Une page d'un manuscrit grec du 16e siècle, montrant une illustration d'un centaure.

Un centaure : Burney MS 97, f. 19v

Une page d'un manuscrit grec du 16e siècle, montrant une illustration d'un porc-épic.

Un porc-épic : Burney MS 97, f. 26v

Une page d'un manuscrit grec du 16e siècle, montrant des illustrations de différentes créatures marines.

Est-il sûr de retourner dans l’eau ? Un espadon, un narval, un requin-marteau et une baleine : Burney MS 97, f. 31v

Une page d'un manuscrit grec du 16e siècle, montrant une illustration d'une pieuvre.

Une pieuvre renversée : Burney MS 97, f. 40r

Une page d'un manuscrit grec du 16e siècle, montrant une illustration d'une seiche.

Une seiche : Burney MS 97, f. 41v

Et ceci nous ramène proprement au thème introduit au début de ce blogpost.

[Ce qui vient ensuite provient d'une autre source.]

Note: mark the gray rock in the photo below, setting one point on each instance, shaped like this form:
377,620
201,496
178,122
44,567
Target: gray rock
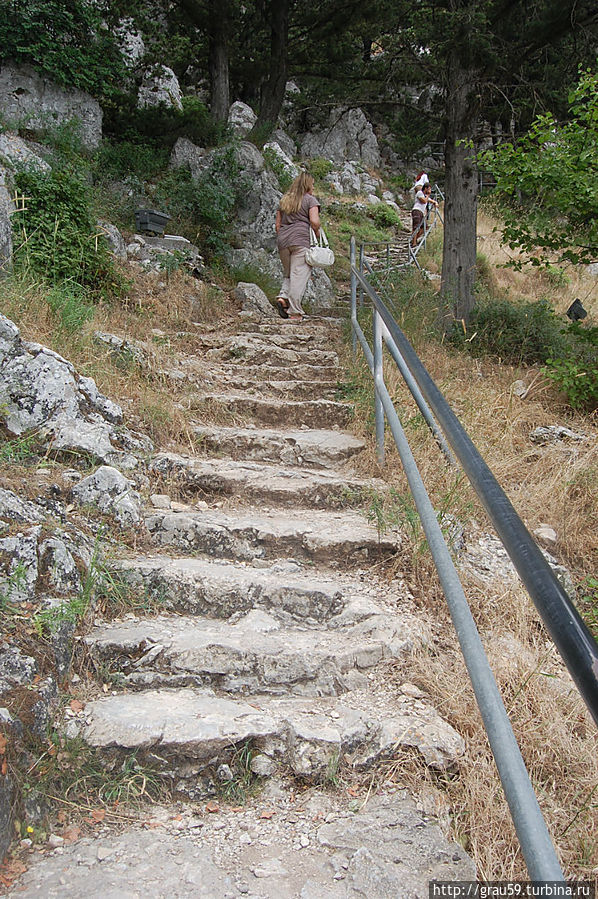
241,118
26,96
347,136
112,493
186,154
18,154
252,299
283,161
160,87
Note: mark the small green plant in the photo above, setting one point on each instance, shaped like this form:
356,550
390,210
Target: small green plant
21,450
276,165
318,168
385,216
589,603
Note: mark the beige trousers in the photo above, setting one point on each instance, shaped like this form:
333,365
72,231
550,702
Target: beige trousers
296,274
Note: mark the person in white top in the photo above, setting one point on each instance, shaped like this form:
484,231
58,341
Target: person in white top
418,213
421,179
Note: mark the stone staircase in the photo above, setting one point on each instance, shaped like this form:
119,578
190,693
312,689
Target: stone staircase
274,633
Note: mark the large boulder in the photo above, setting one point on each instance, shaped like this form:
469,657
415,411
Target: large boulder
26,96
41,391
160,87
241,119
254,226
347,136
6,210
319,293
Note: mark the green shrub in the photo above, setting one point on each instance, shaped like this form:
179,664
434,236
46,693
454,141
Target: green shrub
318,168
528,333
385,216
67,42
204,206
56,236
576,374
161,126
285,179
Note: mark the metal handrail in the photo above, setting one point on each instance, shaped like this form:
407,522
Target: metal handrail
572,638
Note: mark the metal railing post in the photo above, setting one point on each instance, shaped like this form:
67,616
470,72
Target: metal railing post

C’est une prémisse centrale de notre exposition, Harry Potter : Une histoire de la magie, qu’il y a beaucoup de choses dans le monde réel que nous ne comprenons pas correctement ou dont nous n’avons même pas connaissance. Lorsque les conservateurs ont commencé leurs recherches il y a quelques années, je n’aurais jamais pu imaginer que nous rencontrerions une licorne à deux cornes et que notre voyage nous ferait découvrir un manuscrit aussi magnifiquement illustré. Et maintenant, vous pouvez aussi le montrer à vos amis, chaque fois que quelqu’un demande « combien de cornes a une licorne ? ».

Harry Potter : Une histoire de la magie est exposé à la British Library de Londres jusqu’au 28 février 2018.